On December 20, MSNBC’s Alex Witt interviewed young Julia Bruzzese and her parents live in the studio.
here are the 2 replies i posted on the above feedback about julia’s story:
my late husband, jack’s, RECENT BRAIN AUTOPSY showed the following nov. 22, 2015:
WORLD BREAKING NEWS!!
a FIRST of its kind of these 2 diseases being found in brain autopsies!
*** BORRELIA/chronic lyme disease
and
*** LEWY BODY DEMENTIA, like actor robin williams had, where he committed suicide due to horrendous VIOLENT HALLUCINATIONS that go with this awful dementia disease!
jack’s case is in the process of being written up for SCIENTIFIC MEDICAL JOURNAL PUBLICATION IN THE NEXT FEW MONTHS.
i, a NON-MEDICAL person, will be shown as the NO. 1 CO-AUTHOR above Dr.
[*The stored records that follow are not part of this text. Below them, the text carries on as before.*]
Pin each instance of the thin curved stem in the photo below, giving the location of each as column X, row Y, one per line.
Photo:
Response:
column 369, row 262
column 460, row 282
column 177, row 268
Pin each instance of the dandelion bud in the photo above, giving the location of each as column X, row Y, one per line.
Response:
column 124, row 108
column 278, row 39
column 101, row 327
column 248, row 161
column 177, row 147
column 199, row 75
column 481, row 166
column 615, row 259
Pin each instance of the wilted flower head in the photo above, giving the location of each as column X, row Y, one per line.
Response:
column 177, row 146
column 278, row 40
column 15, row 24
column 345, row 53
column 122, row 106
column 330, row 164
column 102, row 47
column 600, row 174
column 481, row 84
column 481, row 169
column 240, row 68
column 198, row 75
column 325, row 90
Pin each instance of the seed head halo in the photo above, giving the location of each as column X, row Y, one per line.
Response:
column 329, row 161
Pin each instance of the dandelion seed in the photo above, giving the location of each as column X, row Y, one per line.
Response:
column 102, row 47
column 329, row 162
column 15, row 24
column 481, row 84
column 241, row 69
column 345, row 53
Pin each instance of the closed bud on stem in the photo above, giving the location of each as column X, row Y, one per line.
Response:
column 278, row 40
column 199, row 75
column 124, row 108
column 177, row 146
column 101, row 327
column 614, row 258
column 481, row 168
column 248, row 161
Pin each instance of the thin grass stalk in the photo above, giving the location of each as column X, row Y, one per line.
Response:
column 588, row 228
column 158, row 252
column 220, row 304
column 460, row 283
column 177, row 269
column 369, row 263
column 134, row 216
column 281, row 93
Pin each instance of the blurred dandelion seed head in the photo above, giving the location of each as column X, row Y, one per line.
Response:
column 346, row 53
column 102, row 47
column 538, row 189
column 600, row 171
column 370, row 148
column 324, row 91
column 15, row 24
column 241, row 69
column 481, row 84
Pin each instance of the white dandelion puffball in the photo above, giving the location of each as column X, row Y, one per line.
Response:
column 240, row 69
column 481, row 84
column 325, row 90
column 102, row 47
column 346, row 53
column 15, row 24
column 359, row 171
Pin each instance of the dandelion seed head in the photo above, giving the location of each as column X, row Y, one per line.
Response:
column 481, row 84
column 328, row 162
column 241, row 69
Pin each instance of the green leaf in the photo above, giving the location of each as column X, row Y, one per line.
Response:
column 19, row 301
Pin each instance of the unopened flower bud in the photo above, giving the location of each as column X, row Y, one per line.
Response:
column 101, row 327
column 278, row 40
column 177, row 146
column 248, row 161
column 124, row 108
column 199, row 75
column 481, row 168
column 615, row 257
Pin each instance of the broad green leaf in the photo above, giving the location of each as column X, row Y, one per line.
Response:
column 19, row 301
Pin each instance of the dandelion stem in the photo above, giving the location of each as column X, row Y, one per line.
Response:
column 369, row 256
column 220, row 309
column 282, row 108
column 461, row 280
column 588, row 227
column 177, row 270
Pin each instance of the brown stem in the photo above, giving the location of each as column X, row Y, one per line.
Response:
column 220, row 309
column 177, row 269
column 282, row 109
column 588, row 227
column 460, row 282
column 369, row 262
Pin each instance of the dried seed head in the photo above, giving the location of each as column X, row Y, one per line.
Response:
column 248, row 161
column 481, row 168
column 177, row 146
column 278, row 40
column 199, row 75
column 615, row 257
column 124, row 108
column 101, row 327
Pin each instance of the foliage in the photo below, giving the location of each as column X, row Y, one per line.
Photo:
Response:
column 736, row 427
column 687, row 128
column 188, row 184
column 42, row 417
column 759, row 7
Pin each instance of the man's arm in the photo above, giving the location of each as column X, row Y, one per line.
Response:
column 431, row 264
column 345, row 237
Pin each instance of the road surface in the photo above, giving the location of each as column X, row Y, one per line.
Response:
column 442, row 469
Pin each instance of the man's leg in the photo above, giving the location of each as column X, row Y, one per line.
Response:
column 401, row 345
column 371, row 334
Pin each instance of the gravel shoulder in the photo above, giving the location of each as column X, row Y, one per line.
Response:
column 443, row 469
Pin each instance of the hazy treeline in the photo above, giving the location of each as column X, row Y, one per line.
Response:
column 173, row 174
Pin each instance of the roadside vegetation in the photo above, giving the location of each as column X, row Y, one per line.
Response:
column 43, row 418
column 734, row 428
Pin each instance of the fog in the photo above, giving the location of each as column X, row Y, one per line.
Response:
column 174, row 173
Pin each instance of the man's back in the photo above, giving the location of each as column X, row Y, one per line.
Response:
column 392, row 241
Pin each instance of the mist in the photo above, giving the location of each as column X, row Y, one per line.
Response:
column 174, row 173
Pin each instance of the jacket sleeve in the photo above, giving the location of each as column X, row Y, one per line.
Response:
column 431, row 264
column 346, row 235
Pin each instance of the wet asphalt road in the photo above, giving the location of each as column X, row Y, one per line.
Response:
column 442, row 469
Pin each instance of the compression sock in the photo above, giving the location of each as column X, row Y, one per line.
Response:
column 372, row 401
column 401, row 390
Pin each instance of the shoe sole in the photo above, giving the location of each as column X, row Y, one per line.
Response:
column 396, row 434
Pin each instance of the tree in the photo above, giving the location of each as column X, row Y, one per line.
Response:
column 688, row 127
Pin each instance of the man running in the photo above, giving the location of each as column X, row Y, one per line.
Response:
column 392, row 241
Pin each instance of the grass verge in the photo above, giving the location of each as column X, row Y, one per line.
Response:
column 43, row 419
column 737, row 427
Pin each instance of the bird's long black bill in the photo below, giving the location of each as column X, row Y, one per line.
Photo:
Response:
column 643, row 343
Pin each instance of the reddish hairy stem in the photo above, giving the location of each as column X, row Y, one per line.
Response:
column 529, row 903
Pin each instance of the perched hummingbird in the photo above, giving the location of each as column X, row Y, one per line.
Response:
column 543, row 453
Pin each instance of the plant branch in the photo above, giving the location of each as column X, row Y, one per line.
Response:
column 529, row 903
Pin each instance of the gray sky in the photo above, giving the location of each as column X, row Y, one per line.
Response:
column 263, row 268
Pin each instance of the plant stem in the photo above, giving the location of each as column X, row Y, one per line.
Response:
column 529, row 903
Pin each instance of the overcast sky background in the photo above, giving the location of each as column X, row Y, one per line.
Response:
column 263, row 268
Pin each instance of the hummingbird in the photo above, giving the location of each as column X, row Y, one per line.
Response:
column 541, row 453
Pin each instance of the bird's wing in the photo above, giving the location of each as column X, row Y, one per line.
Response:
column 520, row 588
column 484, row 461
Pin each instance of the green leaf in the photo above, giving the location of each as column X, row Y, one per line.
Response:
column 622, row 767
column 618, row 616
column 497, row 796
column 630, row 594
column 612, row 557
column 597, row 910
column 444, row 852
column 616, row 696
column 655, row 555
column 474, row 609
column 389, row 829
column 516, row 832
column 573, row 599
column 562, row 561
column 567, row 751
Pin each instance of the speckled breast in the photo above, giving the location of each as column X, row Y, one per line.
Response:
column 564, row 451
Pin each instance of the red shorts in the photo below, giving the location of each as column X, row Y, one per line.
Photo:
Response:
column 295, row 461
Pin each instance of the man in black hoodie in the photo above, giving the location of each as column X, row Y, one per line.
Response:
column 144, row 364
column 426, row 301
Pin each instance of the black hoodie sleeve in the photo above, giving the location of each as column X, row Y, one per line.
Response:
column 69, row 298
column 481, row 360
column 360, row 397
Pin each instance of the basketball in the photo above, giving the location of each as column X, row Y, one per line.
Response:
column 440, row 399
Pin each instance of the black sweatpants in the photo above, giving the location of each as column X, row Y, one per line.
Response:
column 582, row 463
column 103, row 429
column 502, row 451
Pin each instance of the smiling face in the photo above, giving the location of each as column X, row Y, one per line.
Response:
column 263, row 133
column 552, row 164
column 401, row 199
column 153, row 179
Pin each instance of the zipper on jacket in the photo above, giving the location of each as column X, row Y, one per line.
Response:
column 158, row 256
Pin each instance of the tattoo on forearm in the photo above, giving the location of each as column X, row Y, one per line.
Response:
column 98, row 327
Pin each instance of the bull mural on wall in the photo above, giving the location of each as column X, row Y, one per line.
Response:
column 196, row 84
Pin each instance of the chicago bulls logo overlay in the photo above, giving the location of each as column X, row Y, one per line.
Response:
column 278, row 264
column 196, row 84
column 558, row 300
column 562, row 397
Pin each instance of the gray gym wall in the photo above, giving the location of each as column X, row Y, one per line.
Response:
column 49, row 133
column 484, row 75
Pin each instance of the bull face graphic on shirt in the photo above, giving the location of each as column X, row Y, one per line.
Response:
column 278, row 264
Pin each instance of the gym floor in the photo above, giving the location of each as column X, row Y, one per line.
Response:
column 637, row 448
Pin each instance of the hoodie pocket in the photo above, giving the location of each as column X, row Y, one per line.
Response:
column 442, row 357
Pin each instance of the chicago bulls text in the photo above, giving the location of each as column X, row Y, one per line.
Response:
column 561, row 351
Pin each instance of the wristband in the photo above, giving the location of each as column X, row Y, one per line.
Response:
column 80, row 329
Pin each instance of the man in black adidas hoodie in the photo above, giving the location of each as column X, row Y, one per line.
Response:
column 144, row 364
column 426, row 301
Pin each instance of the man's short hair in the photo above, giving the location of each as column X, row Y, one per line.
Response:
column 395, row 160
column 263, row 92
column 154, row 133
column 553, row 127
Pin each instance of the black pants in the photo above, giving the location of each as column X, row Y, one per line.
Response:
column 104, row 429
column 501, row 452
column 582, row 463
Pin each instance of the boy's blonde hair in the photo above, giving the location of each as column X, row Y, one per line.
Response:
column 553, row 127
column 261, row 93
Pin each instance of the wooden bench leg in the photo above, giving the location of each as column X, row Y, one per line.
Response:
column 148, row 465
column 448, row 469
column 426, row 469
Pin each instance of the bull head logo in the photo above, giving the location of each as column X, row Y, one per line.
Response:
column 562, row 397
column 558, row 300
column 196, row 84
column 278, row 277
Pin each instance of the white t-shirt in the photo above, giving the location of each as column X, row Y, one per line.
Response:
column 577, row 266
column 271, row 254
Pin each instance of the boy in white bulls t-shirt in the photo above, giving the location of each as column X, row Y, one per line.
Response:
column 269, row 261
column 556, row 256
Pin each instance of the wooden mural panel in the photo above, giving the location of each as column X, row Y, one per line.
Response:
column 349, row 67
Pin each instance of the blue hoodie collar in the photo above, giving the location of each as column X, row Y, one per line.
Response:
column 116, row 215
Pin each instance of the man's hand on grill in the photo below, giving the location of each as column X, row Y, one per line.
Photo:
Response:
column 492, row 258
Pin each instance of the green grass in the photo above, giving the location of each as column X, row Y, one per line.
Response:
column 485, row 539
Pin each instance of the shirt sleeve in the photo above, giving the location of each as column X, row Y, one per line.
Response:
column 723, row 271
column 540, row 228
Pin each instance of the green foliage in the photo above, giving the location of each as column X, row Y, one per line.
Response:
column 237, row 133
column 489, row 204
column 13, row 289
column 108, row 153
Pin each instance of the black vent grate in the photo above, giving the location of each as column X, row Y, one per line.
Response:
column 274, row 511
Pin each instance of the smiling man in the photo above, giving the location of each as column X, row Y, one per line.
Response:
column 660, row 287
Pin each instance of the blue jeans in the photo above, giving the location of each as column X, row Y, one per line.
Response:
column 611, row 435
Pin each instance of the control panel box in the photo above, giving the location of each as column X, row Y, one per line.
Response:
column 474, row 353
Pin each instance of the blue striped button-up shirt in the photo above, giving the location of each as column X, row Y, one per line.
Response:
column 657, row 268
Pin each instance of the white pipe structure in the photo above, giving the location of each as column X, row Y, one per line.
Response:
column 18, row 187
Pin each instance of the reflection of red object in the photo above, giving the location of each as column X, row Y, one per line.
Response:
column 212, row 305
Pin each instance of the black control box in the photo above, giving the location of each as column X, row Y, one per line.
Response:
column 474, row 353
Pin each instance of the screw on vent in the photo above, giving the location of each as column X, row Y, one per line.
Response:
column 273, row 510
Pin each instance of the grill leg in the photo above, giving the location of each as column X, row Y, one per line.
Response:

Alan MacDonald, Paula Pierece, and Tom Grier, PHD.
Jack was NEVER diagnosed with either of these diseases during his lifetime.
Using my daily journals to go back thru, JACK WAS MISDIAGNOSED FOR 35 YRS. ALSO!
he was bitten 10 yrs. later than me while helping his brother build an addition onto their house.
tick came from LUMBER!
since he was NEVER correctly diagnosed, he was NEVER treated with CONTINUOUS ANTIBIOTICS, supplements or alternative therapies.
I’m in process of writing up his medical history to go with this WORLD WIDE BREAKING NEWS!!
i forgot to say on MY own story. using my daily journals to go back to where i was and what i was doing when i was bitten, i eliminated all the NORMAL ways of being bitten.
NO PETS, no gardening as it was SUB-ZERO WINTER WEATHER here in iowa.
i came up with this:
tick came OFF MY FOLK’S CUT CHRISTMAS TREE since we had live ones until youngest sibling graduated from high school.
bettyg, iowa lyme/BORRELIA ACTIVIST
userbetty g just now
*******************************
i was bitten xmas 1969, which began 35 yrs. staight of being MISDIAGNOSED by 40-50 drs. before my CORRECT diagnosis of BORRELIA/CHRONIC LYME DISEASE received JUNE 2004.
now 47 yrs. chronic lyme.
my insurance did NOT pay for ILADS, intl. lyme and associated disease society, lyme treatment guidelines.
they are considered “EXPERIMENTAL THERAPY” so health insurance companies DO NOT pay anything towards our appts., treatments, and prescription/alternative supplements/therapies.
that’s my BRIEF story; completely UNACCEPTABLE to be MISDIAGNOSED for 35 yrs.
i’ll start a 2nd post about my late husband!
bettyg, iowa lyme activist.
userbetty g 8 minutes ago
Shame on MSNBC for not actually reporting on this travesty: the insurance company got away with fraud in claiming that a treatment listed in the National Guidelines Clearinghouse is “experimental”. Name the insurance company and ask them to justify their actions. Hello MSNBC, investigative journalism is a real thing.
My insurance company denied my claim for the same reason but I continued to appeal until they finally backed down from their LIE and paid for two years of IV Rocephin. Their (all insurance companies) business model is to make money off denying care. Fight back. This family should appeal and continue to appeal until they get what they paid for- medical claims covered.